The ability of AI agents to complete complex tasks autonomously continues to improve with increasing speed, but agents are still not yet widely deployed or adopted. This could change in the coming year, in large part because of the potential for agentic automation.

The Intersection of AI and Automation

For businesses, the value of AI agents greatly improves when they are used alongside automation. Agentic automation — the combination of AI agents, automation, and orchestration — expands the potential of AI agents by giving them the ability to take on end-to-end processes rather than only individual tasks.

Companies have long used robotic process automation (RPA) technology – software that enables workers to build digital robots to automate individual, repetitive tasks – and agentic automation is the natural step forward. Agentic automation uses those same robots that many organizations already rely on, alongside AI agents who can manage and direct those robots, to execute full processes. With humans-in-the-loop that can complete approvals and validations, agents will help automate business processes that are currently complex and consist of many non-deterministic steps, which are manual and often error-prone. Agents can adapt to new data and make intelligent and informed decisions to handle complex tasks.

As businesses gain confidence in agents, they will start to autonomously perform these actions, but always with a human in charge.

This combination enables a single employee to reach the productivity of multiple people, thus allowing the employee to work on other more strategic and fulfilling tasks. And, because AI agents can learn and change, agentic automation has the potential for customization and adaptability that has not been seen before in an automation solution.
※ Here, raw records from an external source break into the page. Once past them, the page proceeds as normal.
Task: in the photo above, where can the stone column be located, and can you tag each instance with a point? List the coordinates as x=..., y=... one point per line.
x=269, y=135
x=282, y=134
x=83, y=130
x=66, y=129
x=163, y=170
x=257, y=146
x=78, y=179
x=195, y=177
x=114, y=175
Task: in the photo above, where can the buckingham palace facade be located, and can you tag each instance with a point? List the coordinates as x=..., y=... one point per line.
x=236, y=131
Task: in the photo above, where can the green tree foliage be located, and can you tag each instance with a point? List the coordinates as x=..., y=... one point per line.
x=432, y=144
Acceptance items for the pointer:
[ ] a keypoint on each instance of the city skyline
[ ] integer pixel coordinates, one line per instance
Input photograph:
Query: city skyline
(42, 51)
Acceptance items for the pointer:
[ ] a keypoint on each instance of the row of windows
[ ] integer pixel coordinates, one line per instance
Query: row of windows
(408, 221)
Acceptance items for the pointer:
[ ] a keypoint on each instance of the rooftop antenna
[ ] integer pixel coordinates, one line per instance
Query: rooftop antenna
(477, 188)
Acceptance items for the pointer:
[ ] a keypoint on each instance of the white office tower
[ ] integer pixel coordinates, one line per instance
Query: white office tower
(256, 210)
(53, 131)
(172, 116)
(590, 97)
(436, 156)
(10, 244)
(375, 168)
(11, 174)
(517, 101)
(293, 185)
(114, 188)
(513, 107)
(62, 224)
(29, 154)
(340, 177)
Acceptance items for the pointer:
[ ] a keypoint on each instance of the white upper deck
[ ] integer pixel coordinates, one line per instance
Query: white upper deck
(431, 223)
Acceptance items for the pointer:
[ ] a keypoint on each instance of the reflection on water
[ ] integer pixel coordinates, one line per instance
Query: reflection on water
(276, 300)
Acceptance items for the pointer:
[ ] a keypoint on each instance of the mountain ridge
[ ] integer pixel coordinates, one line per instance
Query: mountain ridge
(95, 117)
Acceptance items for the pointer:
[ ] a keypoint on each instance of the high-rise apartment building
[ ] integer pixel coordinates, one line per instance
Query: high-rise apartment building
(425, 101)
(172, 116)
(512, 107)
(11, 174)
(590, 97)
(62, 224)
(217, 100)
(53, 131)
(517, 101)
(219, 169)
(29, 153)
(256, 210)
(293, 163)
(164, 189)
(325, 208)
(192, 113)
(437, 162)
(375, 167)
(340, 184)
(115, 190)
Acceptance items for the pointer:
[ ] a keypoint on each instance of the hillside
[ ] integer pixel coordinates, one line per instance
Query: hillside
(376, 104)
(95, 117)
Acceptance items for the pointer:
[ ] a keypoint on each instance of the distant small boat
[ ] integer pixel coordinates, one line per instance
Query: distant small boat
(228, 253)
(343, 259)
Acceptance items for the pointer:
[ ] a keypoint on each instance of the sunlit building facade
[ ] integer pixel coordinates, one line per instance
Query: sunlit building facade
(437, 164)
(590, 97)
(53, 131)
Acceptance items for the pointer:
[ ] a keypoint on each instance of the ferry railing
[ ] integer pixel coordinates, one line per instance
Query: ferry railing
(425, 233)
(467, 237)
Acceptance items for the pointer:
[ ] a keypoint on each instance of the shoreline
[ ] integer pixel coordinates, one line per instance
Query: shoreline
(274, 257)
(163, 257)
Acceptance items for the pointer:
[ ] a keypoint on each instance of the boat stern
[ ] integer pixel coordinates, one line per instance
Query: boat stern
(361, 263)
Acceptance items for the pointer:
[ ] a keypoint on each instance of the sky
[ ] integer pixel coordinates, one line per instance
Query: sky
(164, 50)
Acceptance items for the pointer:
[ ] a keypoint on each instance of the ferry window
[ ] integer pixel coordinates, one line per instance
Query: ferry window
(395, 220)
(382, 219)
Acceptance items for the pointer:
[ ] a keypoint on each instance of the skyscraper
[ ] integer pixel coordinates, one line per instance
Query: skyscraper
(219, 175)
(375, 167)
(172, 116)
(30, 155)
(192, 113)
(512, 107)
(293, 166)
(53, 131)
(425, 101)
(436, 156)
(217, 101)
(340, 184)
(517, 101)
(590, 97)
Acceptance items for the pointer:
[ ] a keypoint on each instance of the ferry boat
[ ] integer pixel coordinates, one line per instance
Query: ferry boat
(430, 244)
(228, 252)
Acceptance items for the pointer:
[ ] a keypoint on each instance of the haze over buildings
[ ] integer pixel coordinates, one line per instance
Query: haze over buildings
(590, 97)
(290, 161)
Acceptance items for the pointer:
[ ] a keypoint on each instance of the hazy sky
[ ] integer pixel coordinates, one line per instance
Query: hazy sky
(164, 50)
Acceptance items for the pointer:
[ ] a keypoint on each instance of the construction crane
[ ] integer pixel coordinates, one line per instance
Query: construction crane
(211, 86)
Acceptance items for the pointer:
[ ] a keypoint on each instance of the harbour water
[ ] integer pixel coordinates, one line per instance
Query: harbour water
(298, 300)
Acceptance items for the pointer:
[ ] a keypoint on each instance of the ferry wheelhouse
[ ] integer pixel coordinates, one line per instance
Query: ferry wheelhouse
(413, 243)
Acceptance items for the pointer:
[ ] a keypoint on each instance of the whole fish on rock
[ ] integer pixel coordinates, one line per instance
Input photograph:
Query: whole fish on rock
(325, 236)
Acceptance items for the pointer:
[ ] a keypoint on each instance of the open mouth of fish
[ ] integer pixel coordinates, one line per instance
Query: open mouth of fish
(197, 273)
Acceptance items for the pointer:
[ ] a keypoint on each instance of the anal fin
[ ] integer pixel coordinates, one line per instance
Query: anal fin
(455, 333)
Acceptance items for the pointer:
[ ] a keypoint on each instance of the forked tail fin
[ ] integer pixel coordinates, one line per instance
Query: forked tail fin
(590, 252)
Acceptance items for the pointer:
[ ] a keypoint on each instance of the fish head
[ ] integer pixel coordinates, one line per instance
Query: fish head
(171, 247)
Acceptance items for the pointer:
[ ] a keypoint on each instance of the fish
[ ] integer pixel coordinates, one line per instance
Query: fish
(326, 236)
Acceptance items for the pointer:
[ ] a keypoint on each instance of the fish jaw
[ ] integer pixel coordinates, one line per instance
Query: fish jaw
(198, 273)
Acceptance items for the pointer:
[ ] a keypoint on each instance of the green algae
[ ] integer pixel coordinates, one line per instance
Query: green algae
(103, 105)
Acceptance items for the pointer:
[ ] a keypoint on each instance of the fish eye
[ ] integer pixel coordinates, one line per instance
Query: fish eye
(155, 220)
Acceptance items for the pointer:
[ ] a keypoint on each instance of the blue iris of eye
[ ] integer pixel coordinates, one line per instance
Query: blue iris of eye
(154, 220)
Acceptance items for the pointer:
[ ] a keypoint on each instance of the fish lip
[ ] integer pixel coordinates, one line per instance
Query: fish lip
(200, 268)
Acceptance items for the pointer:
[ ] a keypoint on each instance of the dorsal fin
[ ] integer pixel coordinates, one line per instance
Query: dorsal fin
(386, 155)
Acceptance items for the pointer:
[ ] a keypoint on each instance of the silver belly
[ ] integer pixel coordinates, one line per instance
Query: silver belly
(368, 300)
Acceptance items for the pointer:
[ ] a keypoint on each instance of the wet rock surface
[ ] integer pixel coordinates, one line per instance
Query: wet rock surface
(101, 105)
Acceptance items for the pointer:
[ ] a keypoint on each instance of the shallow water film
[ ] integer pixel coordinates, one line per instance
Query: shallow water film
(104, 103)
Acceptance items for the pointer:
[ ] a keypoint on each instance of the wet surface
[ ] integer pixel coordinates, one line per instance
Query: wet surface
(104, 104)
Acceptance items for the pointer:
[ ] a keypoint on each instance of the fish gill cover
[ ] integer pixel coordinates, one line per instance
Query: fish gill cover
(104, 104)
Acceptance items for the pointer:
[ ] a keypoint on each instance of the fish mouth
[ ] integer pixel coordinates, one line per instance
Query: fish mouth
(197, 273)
By taking certain tasks off the plate of employees, agentic automation gives managers the availability to coach up and mentor their teams, doctors more time for patient care, developers the ability to fine-tune code, and client-facing employees the ability to deliver the personalized experiences they promise. Because of this, organizations of all sizes want to adopt and optimize agentic automation solutions to gain a critical leg up over their competition.

Implementation Challenges and Solutions

The benefits of AI agents and agentic automation are clear — higher productivity and efficiency, and more time for strategic and client-facing tasks — but challenges stall adoption and implementation.

Maximizing the value of AI agents and automated workflows requires orchestration between agents, digital robots, employees, and AI models. The issue is that AI models can be unpredictable, which makes their implementation into critical workflows a barrier for many organizations.

To overcome this, companies need to leverage modern solutions that enable the integration of agentic automation and complex business processes. This includes implementation, monitoring, and optimization of the technology integrations from start to finish so that organizations can ensure compliance, security, and governance by managing the rollout and data usage of models.

Agentic AI is the motor driving agentic automation workflows and processes, which is why AI agent adoption will pick up steam in 2025. Not only can the combination of AI agents and automation improve productivity and efficiency at exponential rates, but leveraging these technologies together will prove critical from a competitive standpoint.